An interesting distinction is the one between quality attributes discernable at run-time (performance, security, availability, functionality, usability), those not discernable at run-time (modifiability, portability, reusability, integrability, and testability), and those related to the architecture’s intrinsic qualities (conceptual integrity, correctness, and completeness, buildability).
Quality analysis and evaluation techniques
Various tools and techniques can help ensure a software design’s quality.
- Software design reviews: informal or semiformal, often group-based, techniques to verify and ensure the quality of design artifacts.
- Static analysis: formal or semiformal static (non-executable) analysis that can be used to evaluate a design (for example, fault-tree analysis or automated cross-checking).
- Simulation and prototyping: dynamic techniques to evaluate a design (for example, performance simulation or feasibility prototype.
Measures
Measures can be used to assess or to quantitatively estimate various aspects of a software design’s size, structure, or quality. Most measures that have been proposed generally depend on the approach used for producing the design. These measures are classified in two broad categories:
- Function-oriented (structured) design measures: the design’s structure, obtained mostly through functional decomposition; generally represented as a structure chart (sometimes called a hierarchical diagram) on which various measures can be computed.
- Object-oriented design measures: the design’s overall structure is often represented as a class diagram, on which various measures can be computed. Measures on the properties of each class’s internal content can also be computed.
Software design notations
Many notations and languages exist to represent software design artifacts. Some are used mainly to describe a design’s structural organization, others to represent software behavior. Certain notations are used mostly during architectural design and others mainly during detailed design, although some notations can be used in both steps. In addition, some notations are used mostly in the context of specific. Here, they are categorized into notations for describing the structural (static) view vs. the behavioral (dynamic) view.
Structural descriptions (static view)
The following notations, mostly (but not always) graphical, describe and represent the structural aspects of a software design - that is, they describe the major components and how they are interconnected (static view):
- Architecture description languages (ADLs): textual, often formal, languages used to describe a software architecture in terms of components and connectors.
- Class and object diagrams: used to represent a set of classes (and objects) and their interrelationships.
- Component diagrams: used to represent a set of components (“physical and replaceable part[s] of a system that [conform]to and [provide] the realization of a set of interfaces”) and their interrelationships.

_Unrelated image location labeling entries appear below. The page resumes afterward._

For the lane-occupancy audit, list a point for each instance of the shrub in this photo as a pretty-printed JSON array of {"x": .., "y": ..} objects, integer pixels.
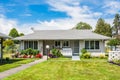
[
  {"x": 86, "y": 55},
  {"x": 102, "y": 56},
  {"x": 83, "y": 51},
  {"x": 39, "y": 55},
  {"x": 29, "y": 51},
  {"x": 56, "y": 53},
  {"x": 116, "y": 61},
  {"x": 7, "y": 59}
]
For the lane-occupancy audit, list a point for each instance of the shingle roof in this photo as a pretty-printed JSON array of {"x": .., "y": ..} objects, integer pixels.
[
  {"x": 4, "y": 36},
  {"x": 62, "y": 35}
]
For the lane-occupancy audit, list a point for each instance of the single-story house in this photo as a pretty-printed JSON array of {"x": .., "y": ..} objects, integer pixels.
[
  {"x": 2, "y": 37},
  {"x": 70, "y": 42}
]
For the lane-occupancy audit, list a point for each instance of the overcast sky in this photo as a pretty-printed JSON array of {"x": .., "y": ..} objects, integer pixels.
[{"x": 54, "y": 14}]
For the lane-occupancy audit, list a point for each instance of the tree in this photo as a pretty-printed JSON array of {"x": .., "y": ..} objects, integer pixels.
[
  {"x": 8, "y": 42},
  {"x": 113, "y": 42},
  {"x": 116, "y": 24},
  {"x": 82, "y": 25},
  {"x": 21, "y": 34},
  {"x": 103, "y": 28},
  {"x": 13, "y": 33},
  {"x": 9, "y": 45}
]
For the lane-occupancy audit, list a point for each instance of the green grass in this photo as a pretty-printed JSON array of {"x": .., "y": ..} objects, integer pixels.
[
  {"x": 86, "y": 69},
  {"x": 14, "y": 63}
]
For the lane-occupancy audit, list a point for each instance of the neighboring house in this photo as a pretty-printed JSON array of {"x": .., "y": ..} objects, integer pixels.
[
  {"x": 2, "y": 37},
  {"x": 70, "y": 42}
]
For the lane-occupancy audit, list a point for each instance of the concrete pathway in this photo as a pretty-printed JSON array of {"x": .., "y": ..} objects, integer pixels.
[{"x": 17, "y": 69}]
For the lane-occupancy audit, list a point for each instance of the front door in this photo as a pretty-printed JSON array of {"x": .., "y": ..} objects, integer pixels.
[{"x": 76, "y": 48}]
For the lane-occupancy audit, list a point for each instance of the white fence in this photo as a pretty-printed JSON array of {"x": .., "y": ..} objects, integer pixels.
[
  {"x": 66, "y": 51},
  {"x": 114, "y": 55}
]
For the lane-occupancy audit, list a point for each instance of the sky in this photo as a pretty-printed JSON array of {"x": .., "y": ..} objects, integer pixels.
[{"x": 54, "y": 14}]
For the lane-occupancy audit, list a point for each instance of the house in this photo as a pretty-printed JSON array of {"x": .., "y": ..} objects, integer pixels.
[
  {"x": 70, "y": 42},
  {"x": 2, "y": 37}
]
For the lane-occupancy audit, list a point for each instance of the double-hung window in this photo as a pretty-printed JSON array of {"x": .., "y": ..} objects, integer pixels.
[
  {"x": 57, "y": 44},
  {"x": 31, "y": 44},
  {"x": 65, "y": 44},
  {"x": 92, "y": 45}
]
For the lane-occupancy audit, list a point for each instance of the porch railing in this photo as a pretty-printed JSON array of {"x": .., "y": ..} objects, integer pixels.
[
  {"x": 66, "y": 51},
  {"x": 114, "y": 55}
]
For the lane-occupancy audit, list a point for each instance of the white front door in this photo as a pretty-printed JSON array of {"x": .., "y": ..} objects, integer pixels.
[{"x": 76, "y": 48}]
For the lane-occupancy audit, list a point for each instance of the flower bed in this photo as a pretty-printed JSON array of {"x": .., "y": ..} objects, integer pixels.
[{"x": 29, "y": 53}]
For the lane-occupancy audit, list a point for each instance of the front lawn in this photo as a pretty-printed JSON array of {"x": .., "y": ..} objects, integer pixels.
[
  {"x": 86, "y": 69},
  {"x": 12, "y": 63}
]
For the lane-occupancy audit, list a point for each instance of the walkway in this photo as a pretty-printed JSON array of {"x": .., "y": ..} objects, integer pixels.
[{"x": 15, "y": 70}]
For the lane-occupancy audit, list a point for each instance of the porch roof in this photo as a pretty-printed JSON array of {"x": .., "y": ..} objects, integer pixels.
[
  {"x": 63, "y": 35},
  {"x": 4, "y": 36}
]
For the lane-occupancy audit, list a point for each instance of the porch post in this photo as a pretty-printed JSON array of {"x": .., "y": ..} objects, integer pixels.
[{"x": 1, "y": 56}]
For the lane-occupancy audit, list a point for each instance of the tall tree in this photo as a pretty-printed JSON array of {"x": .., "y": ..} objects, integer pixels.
[
  {"x": 82, "y": 25},
  {"x": 116, "y": 24},
  {"x": 103, "y": 28},
  {"x": 21, "y": 34},
  {"x": 13, "y": 33}
]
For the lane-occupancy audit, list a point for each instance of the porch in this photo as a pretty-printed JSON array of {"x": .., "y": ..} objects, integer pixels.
[{"x": 68, "y": 48}]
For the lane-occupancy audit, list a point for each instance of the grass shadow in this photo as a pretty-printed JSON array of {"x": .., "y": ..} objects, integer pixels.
[{"x": 4, "y": 61}]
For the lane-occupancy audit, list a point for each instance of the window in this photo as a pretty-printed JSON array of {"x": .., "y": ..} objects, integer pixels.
[
  {"x": 86, "y": 44},
  {"x": 57, "y": 43},
  {"x": 31, "y": 44},
  {"x": 96, "y": 44},
  {"x": 92, "y": 45},
  {"x": 65, "y": 44},
  {"x": 35, "y": 45}
]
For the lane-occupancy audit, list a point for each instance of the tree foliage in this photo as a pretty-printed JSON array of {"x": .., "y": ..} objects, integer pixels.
[
  {"x": 13, "y": 33},
  {"x": 82, "y": 25},
  {"x": 113, "y": 42},
  {"x": 116, "y": 23},
  {"x": 103, "y": 28},
  {"x": 8, "y": 42},
  {"x": 21, "y": 34}
]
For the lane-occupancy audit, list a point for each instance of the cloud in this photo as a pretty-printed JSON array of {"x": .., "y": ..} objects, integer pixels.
[
  {"x": 26, "y": 14},
  {"x": 74, "y": 10},
  {"x": 6, "y": 24},
  {"x": 112, "y": 7}
]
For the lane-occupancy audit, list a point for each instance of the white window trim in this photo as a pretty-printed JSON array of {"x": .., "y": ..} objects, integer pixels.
[
  {"x": 68, "y": 44},
  {"x": 94, "y": 45},
  {"x": 57, "y": 46}
]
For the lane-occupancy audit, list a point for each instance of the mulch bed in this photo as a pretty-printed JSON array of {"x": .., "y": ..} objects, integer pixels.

- Class responsibility collaborator cards (CRCs): used to denote the names of components (class), their responsibilities, and their collaborating components’ names.

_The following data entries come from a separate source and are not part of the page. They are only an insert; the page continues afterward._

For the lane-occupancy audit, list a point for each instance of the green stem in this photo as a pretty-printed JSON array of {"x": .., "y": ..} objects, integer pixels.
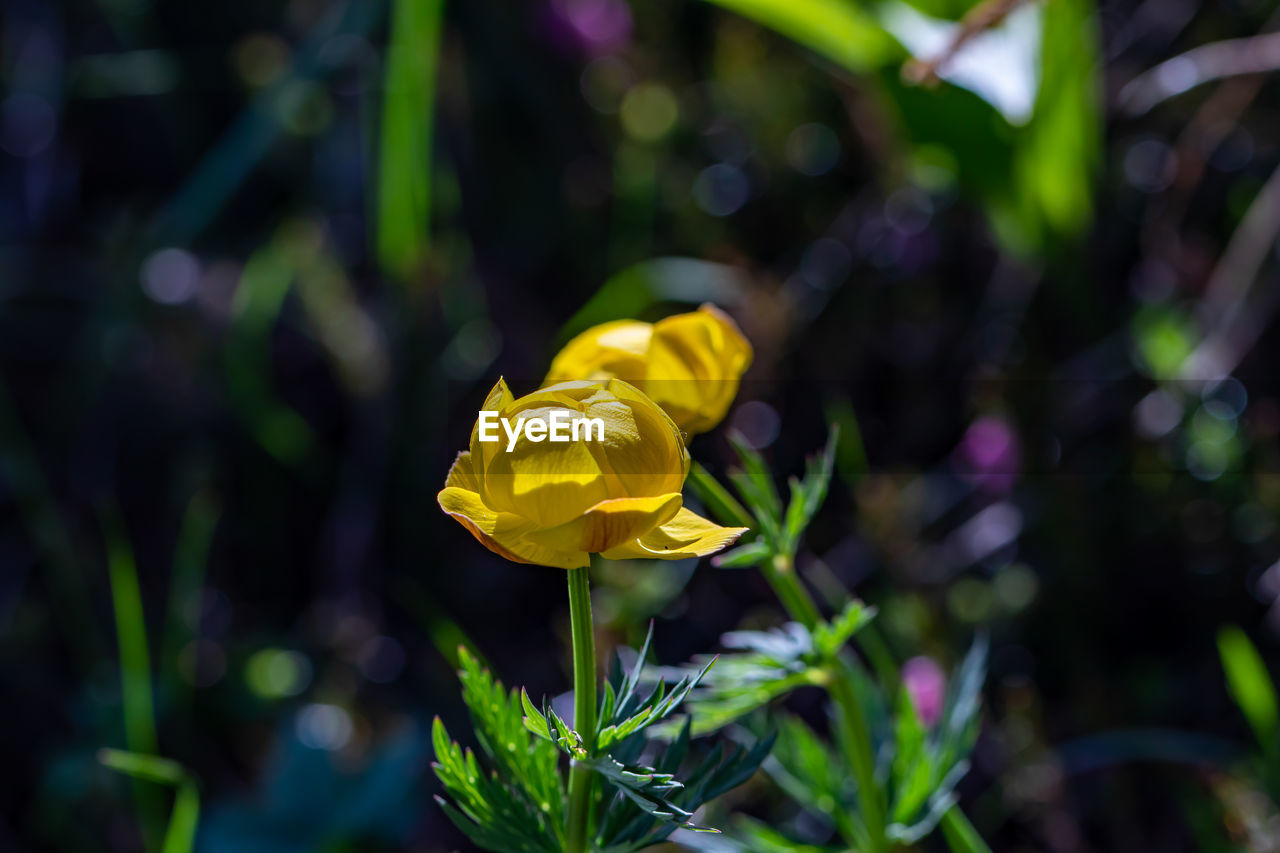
[
  {"x": 584, "y": 707},
  {"x": 960, "y": 834},
  {"x": 858, "y": 744}
]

- Deployment diagrams: used to represent a set of (physical) nodes and their interrelationships, and, thus, to model the physical aspects of a system.

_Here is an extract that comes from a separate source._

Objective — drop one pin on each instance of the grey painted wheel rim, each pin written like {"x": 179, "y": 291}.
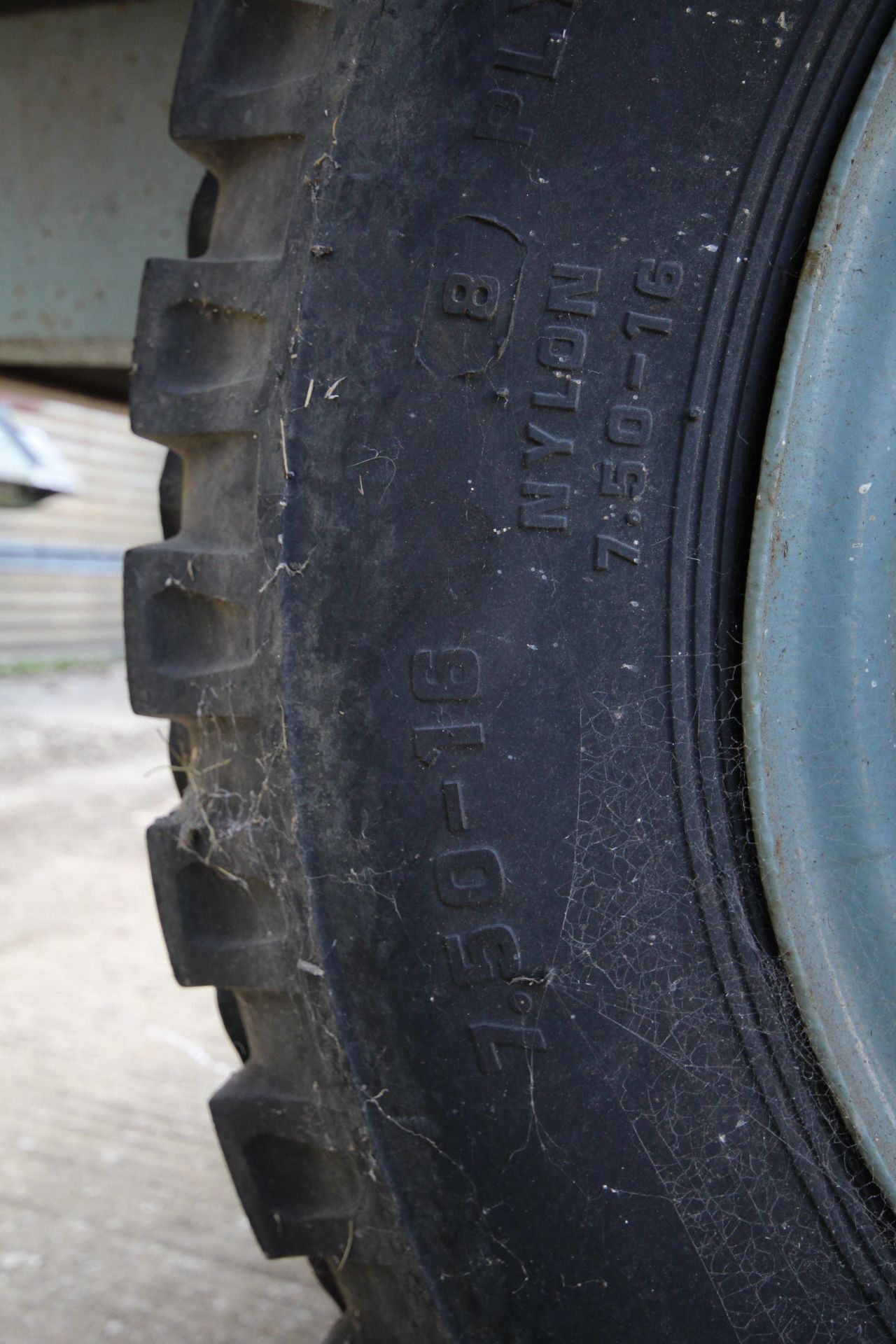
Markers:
{"x": 820, "y": 673}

- Entity-relationship diagrams (ERDs): used to represent conceptual models of data stored in information systems.
- Interface description languages (IDLs): programming-like languages used to define the interfaces (names and types of exported operations) of software components.
- Jackson structure diagrams: used to describe the data structures in terms of sequence, selection, and iteration.
- Structure charts: used to describe the calling structure of programs (which module calls, and is called by, which other module).